April 25, 2006
From Rabbi Walter

In the cycle of Torah reading, we are headlong into Leviticus, the third book of the Torah. It is, on a week-to-week basis, the most challenging of the five books when attempting to read for contemporaneity. Its content is primarily, though not exclusively, a set of instructions to the priests who are Levites (thus the English name of the book) on the various kinds of sacrifices and how to offer them. Many are the Bar and Bat Mitzvah youngsters who have striven mightily with the text.

And, truth to tell, many are the rabbis who have struggled as well, yours truly included. In our ongoing desire to make not just some but all of Torah meaningful in the modern world, we often stretch beyond the normal limits to find meaning in any individual passage.

But there is one thing about the book that bears no stretching at all, and that is meaning of sacrifice in biblical terms.

Unlike the English word sacrifice, the root of which is to make something sacred, the Hebrew word korban means to draw near. Our ancestors didn't offer up the animals as an attempt to make anything sacred; they did it because they believed it helped them draw close to God.

One of the reasons Judaism has survived over the millennia is our ability to adapt - to maintain our core values even as we have altered symbols.

What could be a more core value to the Jewish people than to attempt to draw close to God. When the Temple was destroyed, the rabbis realized that offering up animals no longer captured the essence of that value. And so they declared an end to all animal offerings.

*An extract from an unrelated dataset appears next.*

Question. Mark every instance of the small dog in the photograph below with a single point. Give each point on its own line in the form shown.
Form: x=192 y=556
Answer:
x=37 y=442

While the specific replacement for the sacrificial service was the prayer service, the rabbis were aware that prayer alone is not the answer. It is really mitzvot that bring us closer to God, the mitzvah of prayer being but one. Reading the Book of Leviticus always reminds me that though the customs and traditions of Judaism have changed over the centuries, our core values have not. Through time we have grown those values to higher and deeper levels of human behavior, and even added to them. Through our rituals and through our behavior, we express our connection to Abraham and Sarah and declare ourselves inheritors of a divine covenant.

Whatever has changed, what we have never lost as a people is our desire to draw closer to God, whether by the ritual of offering animals thousand of years ago, or the rituals we practice today, or by our mitzvot, of tzedakah and gemilut chassadim - charity and deeds of loving kindness.

As we read the Book of Leviticus, I sincerely believe that this central message abides and still defines us as a people who strives to live in covenant with God.